Orpheus and Euridice is one of Gordon's most moving and deeply personal works. One line in particular seems to jump out: as Orpheus descends to the underworld to retrieve his beloved, he observes, "Like life, you had to traverse through the night/ To circumnavigate the light." "Music is not something that flies beside my life," says Gordon. "Music is my life. My work is a confluence of my life interacting with this thing I make of it. The myth ends with Orpheus's dismembered head flowing down the river and all music springing from that. There's a painting at the Art Institute of Chicago by Henri Lévy with Orpheus's head, with gold light emanating from it on the riverbank. I think somehow all these things came together in this piece for me."
After Grossi died, in 1996, Gordon felt the need to get out of New York.
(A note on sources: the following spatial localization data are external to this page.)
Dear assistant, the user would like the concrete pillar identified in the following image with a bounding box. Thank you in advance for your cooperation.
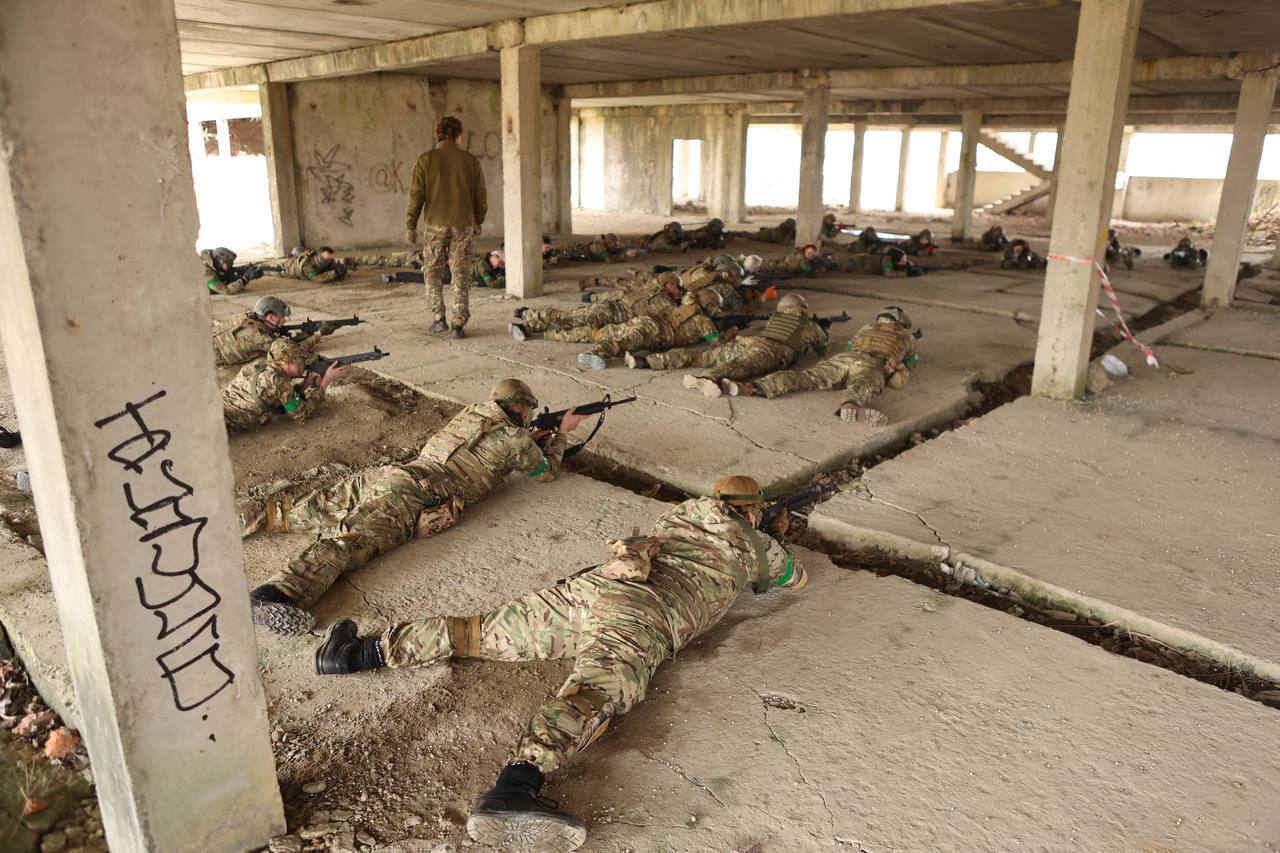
[500,45,543,298]
[725,108,748,225]
[215,118,231,157]
[1031,0,1144,400]
[894,126,912,212]
[935,130,951,209]
[950,109,981,242]
[796,81,830,246]
[847,120,867,215]
[0,2,284,850]
[259,82,302,255]
[554,89,573,235]
[1045,122,1065,227]
[1203,73,1279,309]
[1111,125,1135,218]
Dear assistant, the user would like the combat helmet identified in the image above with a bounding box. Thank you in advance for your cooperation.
[713,474,765,509]
[253,295,291,320]
[490,378,538,411]
[210,247,237,273]
[777,293,809,313]
[741,254,763,273]
[267,338,307,366]
[876,305,912,329]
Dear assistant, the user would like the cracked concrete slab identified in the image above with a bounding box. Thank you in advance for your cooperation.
[811,338,1280,667]
[1163,306,1280,359]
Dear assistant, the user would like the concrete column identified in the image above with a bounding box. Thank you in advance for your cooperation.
[796,81,830,246]
[1270,241,1280,271]
[500,44,543,298]
[847,120,867,215]
[0,2,284,850]
[1045,122,1065,227]
[570,113,581,211]
[553,89,573,235]
[1031,0,1144,400]
[725,108,748,225]
[259,82,301,255]
[950,109,981,241]
[1111,125,1135,218]
[1203,73,1279,309]
[935,130,951,209]
[894,126,912,212]
[215,118,231,157]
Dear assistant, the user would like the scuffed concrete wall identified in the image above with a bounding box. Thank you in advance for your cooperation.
[289,74,560,248]
[1120,177,1280,222]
His friends Paul (Crocodile Dundee) and Linda Hogan recommended going out West to Aspen, where they had built a log cabin. Gordon got to Colorado after driving through Idaho and Wyoming and found that something profound had clicked inside him. "It was as if suddenly the landscape was as large as the pain I felt. I found something in myself I had never seen before. I became obsessed with the West. It's beyond finding creativity. I feel like I found my soul there. I never knew such pain, and I never knew how spread out it could be. I have such a profound reaction to the West. Now I go back every year." (One of his favorite spots is the Ucross Foundation, a Wyoming arts colony where much of The Grapes of Wrath was written.)
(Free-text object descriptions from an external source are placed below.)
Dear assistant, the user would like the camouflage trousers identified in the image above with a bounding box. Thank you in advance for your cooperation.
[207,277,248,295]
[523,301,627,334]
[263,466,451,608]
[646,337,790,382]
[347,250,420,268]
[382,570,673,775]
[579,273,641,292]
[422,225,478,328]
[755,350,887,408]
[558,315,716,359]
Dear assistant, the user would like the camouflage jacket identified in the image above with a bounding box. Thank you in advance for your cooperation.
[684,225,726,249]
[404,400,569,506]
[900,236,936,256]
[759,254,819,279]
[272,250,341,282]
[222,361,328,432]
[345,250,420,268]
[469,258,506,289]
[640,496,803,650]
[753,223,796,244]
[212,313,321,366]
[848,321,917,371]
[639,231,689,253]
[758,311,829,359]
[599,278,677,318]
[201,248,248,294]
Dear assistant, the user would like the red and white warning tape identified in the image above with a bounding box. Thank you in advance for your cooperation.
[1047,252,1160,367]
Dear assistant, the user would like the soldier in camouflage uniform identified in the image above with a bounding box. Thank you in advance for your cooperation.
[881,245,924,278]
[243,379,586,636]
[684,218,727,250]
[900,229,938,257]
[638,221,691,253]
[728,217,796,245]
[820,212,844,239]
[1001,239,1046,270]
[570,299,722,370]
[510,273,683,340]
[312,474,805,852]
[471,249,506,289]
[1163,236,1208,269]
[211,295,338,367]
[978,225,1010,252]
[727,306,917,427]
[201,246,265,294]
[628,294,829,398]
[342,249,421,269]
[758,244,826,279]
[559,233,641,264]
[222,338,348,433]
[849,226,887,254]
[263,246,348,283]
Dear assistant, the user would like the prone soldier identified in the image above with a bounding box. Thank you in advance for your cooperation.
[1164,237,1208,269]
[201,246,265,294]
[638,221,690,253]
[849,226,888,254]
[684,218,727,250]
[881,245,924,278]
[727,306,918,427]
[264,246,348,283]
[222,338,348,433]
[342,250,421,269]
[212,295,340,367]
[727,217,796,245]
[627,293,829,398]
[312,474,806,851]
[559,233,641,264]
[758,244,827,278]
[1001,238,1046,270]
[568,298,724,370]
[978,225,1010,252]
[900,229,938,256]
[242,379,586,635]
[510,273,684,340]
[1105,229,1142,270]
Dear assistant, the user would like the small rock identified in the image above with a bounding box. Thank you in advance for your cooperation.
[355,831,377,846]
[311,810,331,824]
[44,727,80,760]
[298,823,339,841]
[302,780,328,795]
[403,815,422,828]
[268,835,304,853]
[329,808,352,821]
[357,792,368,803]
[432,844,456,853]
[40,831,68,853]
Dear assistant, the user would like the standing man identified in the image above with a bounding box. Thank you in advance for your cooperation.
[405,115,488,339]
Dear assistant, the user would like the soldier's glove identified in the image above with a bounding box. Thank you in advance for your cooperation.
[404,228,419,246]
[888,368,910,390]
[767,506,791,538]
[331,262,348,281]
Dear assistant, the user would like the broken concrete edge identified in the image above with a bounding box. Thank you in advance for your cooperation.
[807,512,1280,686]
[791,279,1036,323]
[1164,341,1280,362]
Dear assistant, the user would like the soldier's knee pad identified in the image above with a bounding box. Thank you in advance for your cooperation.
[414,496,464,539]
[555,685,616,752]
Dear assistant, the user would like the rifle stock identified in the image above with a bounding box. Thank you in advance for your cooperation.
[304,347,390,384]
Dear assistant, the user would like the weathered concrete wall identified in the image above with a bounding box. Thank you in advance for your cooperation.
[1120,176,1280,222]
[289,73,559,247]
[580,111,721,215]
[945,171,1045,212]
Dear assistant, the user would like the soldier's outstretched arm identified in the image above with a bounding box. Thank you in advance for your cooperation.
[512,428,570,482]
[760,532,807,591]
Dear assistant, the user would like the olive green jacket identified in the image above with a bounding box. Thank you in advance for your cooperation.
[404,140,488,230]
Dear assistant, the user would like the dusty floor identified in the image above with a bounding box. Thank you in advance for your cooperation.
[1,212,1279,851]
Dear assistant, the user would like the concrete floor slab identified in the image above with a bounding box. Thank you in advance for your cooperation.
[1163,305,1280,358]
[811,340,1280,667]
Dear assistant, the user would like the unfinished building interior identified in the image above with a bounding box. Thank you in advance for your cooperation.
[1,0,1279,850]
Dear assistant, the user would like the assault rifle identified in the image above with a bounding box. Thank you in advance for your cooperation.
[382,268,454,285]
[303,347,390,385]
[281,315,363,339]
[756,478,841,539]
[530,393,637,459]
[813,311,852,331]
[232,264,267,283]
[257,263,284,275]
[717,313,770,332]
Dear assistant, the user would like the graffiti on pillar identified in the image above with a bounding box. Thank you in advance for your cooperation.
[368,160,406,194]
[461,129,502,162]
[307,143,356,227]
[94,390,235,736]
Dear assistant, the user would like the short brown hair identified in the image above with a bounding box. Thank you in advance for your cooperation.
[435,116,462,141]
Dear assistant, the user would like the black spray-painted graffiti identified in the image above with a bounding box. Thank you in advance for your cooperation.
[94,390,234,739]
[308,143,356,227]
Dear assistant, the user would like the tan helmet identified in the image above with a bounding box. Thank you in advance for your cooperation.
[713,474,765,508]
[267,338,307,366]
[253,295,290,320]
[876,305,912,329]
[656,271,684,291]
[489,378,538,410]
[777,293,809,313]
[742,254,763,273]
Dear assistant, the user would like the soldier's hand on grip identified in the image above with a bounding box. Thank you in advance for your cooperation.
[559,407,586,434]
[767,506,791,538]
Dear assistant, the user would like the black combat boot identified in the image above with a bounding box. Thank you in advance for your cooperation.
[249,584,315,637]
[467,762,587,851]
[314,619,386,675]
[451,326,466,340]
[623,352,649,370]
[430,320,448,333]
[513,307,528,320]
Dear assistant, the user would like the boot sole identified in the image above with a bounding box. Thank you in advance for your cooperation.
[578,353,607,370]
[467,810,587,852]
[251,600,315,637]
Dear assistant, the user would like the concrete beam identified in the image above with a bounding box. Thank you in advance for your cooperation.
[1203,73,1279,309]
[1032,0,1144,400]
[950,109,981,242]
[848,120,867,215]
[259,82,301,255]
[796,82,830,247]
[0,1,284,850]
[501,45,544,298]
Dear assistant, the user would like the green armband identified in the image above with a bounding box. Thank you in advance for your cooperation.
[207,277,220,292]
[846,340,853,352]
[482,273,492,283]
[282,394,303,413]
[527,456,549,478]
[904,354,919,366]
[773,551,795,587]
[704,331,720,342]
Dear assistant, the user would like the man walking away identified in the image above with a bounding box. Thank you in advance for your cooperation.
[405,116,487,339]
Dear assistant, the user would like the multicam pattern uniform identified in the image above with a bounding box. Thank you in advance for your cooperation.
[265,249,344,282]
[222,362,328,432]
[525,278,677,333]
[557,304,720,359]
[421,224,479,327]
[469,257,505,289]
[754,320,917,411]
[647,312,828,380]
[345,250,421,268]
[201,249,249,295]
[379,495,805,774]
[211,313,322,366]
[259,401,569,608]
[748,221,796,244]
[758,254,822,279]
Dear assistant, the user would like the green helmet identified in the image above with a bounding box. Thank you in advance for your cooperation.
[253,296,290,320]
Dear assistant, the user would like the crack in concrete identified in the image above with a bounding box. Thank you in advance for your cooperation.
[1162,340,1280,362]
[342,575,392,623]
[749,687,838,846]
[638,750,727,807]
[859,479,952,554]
Set design by Allen Moyer for The Grapes of Wrath at Minnesota Opera
Courtesy Minnesota Opera/Set design by Allen Moyer
In March 1997, Gordon paid tribute to Grossi with a full-length evening at Symphony Space, For Jeffrey, which featured Gordon's music and snatches from Grossi's letters and journals and poems, performed by Audra McDonald. "She was doing Ragtime in Toronto," recalls Gordon, "and she said she would do the evening for Jeffrey and flew in. This magnificent creature comes to my door and sings for me straight through 'Daybreak in Alabama,' 'Song for a Dark Girl' and 'Dream Variations.' That night, we performed them, and she tore the house apart, and that began my relationship with her." Nonesuch Records, which produced McDonald's debut CD, included Gordon's three songs, which increased his visibility considerably. Their collaboration continues today; McDonald sings "Cradle and All," by Gordon and Jessica Molaskey, on her new Nonesuch CD, Build a Bridge (reviewed on p. 69).
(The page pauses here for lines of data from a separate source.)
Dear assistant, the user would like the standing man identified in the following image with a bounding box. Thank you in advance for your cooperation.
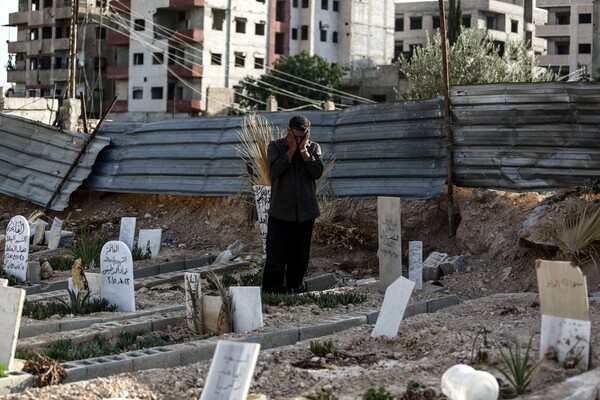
[262,115,324,293]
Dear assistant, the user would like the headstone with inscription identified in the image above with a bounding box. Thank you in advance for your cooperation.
[536,260,591,370]
[185,272,203,334]
[0,286,26,368]
[253,185,271,253]
[100,240,135,312]
[47,217,63,250]
[231,286,263,333]
[137,229,162,258]
[372,276,415,338]
[3,215,30,282]
[200,340,261,400]
[377,197,402,293]
[118,217,136,252]
[408,241,423,290]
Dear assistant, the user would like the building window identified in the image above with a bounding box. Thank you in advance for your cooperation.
[556,13,570,25]
[321,0,328,10]
[302,0,308,8]
[31,0,39,10]
[152,52,164,64]
[212,9,225,31]
[486,15,497,30]
[211,53,222,65]
[39,57,51,70]
[395,18,404,31]
[320,29,327,42]
[372,94,386,102]
[235,18,247,33]
[579,13,591,23]
[43,0,52,8]
[462,15,471,28]
[29,58,38,70]
[292,28,298,40]
[579,43,591,54]
[42,27,52,39]
[301,25,308,40]
[511,20,518,33]
[275,32,285,54]
[293,0,298,7]
[234,52,246,67]
[255,22,265,35]
[151,87,163,99]
[410,17,422,30]
[276,1,285,22]
[255,57,264,69]
[333,0,338,11]
[134,19,145,31]
[432,16,440,29]
[332,31,338,43]
[56,26,69,38]
[93,57,107,70]
[132,87,143,99]
[29,28,39,41]
[133,53,144,65]
[95,27,106,39]
[555,42,569,54]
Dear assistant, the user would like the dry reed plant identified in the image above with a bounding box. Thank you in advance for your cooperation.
[552,203,600,267]
[206,270,233,332]
[235,113,278,186]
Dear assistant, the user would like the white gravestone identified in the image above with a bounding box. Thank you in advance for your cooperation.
[231,286,263,333]
[0,279,7,287]
[253,185,271,253]
[47,217,63,250]
[372,276,415,338]
[100,241,135,312]
[68,272,102,301]
[200,340,260,400]
[185,272,203,334]
[377,197,402,293]
[3,215,30,282]
[408,241,423,290]
[137,229,162,258]
[0,286,26,368]
[536,260,591,370]
[119,217,137,252]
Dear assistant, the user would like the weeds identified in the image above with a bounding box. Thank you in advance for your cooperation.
[23,355,66,387]
[494,334,541,395]
[22,295,117,320]
[262,292,367,308]
[206,271,233,332]
[309,340,342,357]
[0,270,22,286]
[132,245,152,261]
[69,225,109,269]
[364,386,394,400]
[37,256,75,271]
[235,113,277,186]
[470,327,491,367]
[0,362,6,378]
[306,391,339,400]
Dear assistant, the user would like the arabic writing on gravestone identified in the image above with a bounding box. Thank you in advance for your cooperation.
[4,217,29,272]
[101,242,131,285]
[379,217,399,259]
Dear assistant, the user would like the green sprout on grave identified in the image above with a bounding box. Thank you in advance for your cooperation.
[309,340,342,357]
[363,386,394,400]
[0,362,7,378]
[69,225,109,269]
[494,334,541,395]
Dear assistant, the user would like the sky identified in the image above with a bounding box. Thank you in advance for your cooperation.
[0,4,18,87]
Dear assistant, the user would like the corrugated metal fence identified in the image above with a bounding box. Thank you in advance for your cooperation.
[2,82,600,211]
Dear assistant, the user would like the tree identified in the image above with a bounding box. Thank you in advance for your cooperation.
[398,29,556,100]
[238,51,347,111]
[447,0,462,46]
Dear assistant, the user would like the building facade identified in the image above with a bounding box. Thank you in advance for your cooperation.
[7,0,113,118]
[535,0,593,78]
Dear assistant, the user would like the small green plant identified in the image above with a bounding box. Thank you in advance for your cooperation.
[22,295,118,320]
[306,390,339,400]
[55,289,91,315]
[0,270,22,286]
[262,292,315,307]
[69,225,109,269]
[494,334,541,395]
[262,291,367,308]
[37,256,75,271]
[0,362,7,378]
[470,327,491,367]
[363,386,394,400]
[309,340,342,357]
[131,245,152,261]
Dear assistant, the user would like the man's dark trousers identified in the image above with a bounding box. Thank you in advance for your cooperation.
[262,215,315,293]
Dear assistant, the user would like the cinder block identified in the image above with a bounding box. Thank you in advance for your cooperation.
[405,301,428,318]
[159,261,185,274]
[179,342,218,366]
[0,371,36,396]
[184,256,213,269]
[426,295,460,313]
[62,362,88,383]
[133,265,159,279]
[131,348,181,371]
[298,316,366,341]
[365,310,379,325]
[241,328,299,350]
[42,280,69,292]
[60,318,103,332]
[24,285,41,295]
[152,315,185,331]
[304,274,338,292]
[19,321,60,338]
[83,356,133,379]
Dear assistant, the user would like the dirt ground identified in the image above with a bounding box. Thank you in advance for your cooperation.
[1,186,600,399]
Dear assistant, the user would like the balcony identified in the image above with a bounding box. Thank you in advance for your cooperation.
[8,12,28,26]
[168,64,203,78]
[109,0,131,13]
[7,41,26,53]
[167,99,201,113]
[538,54,569,67]
[107,32,130,46]
[107,66,129,80]
[535,24,570,38]
[169,0,204,7]
[171,29,204,43]
[38,69,69,82]
[7,69,26,83]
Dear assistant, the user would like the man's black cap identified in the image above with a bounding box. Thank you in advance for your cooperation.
[289,115,311,131]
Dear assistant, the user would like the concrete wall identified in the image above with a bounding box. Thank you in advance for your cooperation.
[1,96,59,125]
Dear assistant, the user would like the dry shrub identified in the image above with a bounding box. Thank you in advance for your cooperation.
[235,113,279,186]
[552,203,600,267]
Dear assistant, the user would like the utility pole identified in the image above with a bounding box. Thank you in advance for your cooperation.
[67,0,80,98]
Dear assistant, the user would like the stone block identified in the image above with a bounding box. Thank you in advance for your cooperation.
[365,310,379,325]
[134,265,160,279]
[62,362,88,383]
[19,322,60,339]
[27,261,41,284]
[184,256,213,269]
[82,355,133,379]
[423,266,441,281]
[23,285,41,295]
[304,274,338,292]
[0,371,36,396]
[131,348,181,371]
[298,316,366,341]
[42,280,68,292]
[423,252,448,268]
[404,300,428,318]
[439,255,467,276]
[427,295,460,313]
[159,261,185,274]
[179,342,218,366]
[60,318,102,332]
[152,315,186,331]
[246,328,299,350]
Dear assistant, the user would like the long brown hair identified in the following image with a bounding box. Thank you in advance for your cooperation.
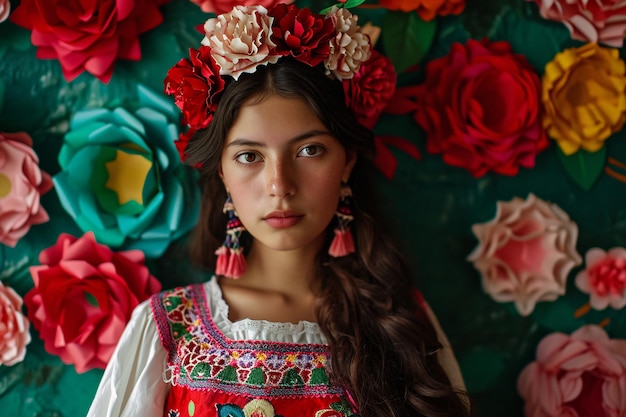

Orpheus and Euridice didn't spring to life fully until several years later. Gordon had waited until Grossi died to write about the death of Euridice – "until I knew what it really felt like." Scored for soprano and clarinet, Orpheus and Euridice had its premiere at New York's Cooper Union in October 2001. "Nobody was going downtown," recalls Gordon. "It smelled and was still roiling and burning." In October of 2005, however, the piece was given a full-scale, big-budget performance at Lincoln Center, with soprano Elizabeth Futral, Palmer and choreography by Doug Varone. Last fall, Orpheus and Euridice was released on a CD by Ghostlight Records.
Grossi's death was also the impetus for The Tibetan Book of the Dead, the opera that Houston Grand Opera commissioned from Gordon in the mid-1990s. During the last stages of Grossi's illness, Gordon had read to him from The Tibetan Book of Living and Dying as a way of preparing him to meet the end. "We expect people to go when they're grieving. I think people should be treated as if they're ill at least for a year. It's why I did The Tibetan Book of the Dead. The Tibetans believe that if you actually every day contemplate not only your own death but the death of everything, you would live your life in an entirely different way. And it's why Jeffrey became obsessed with Buddhism and lived his life profoundly for the time he had left."
It was several years before Gordon found himself in another stable relationship, with his current partner, Kevin Doyle. Coming into the relationship in the wake of so much intense pain, translated into so much intense art, has occasionally proved a challenge for Doyle. There is a song, 'We Will Always Walk Together,' from Gordon's 1998 piece Dream True, that was written for Grossi just three weeks before he died. "That song was being done a lot," says Gordon, "and finally there was that moment when someone says, 'I need you to put some of that away.' Kevin said, when he heard 'We Will Always Walk Together,' 'What if I want to go through eternity with you?'"
It would be too simple to imagine that Gordon has thrown off his grief and marched into a new chapter in his life. His work continues to be pervaded by an enormous sense of loss – or perhaps, more specifically, a search for home. It's almost as if he had picked up the baton from Leonard Bernstein, who expressed such profound longing for connectedness in Trouble in Tahiti and, nearly thirty years later, in its underrated sequel, A Quiet Place.
"Profound yearning," says Gordon, "can be very much like addiction. I always felt like I wanted life to be more exciting than it was. I just wanted more. If you have a center or core that feels fractured, you're always trying to fix it. This thing of being obsessed with Bergman and Resnais – I am mostly drawn to the work of broken people who were trying in creating their body of work to create a whole. Instead, they made a whole body of brokenness. I am trying to make something whole, but instead I am making a body of work about brokenness. That makes sense to me now. I can live with that. If that's my voice, the thread that holds my work together, I say, 'That's good' – because that's where I'm putting it these days, rather than in killing myself."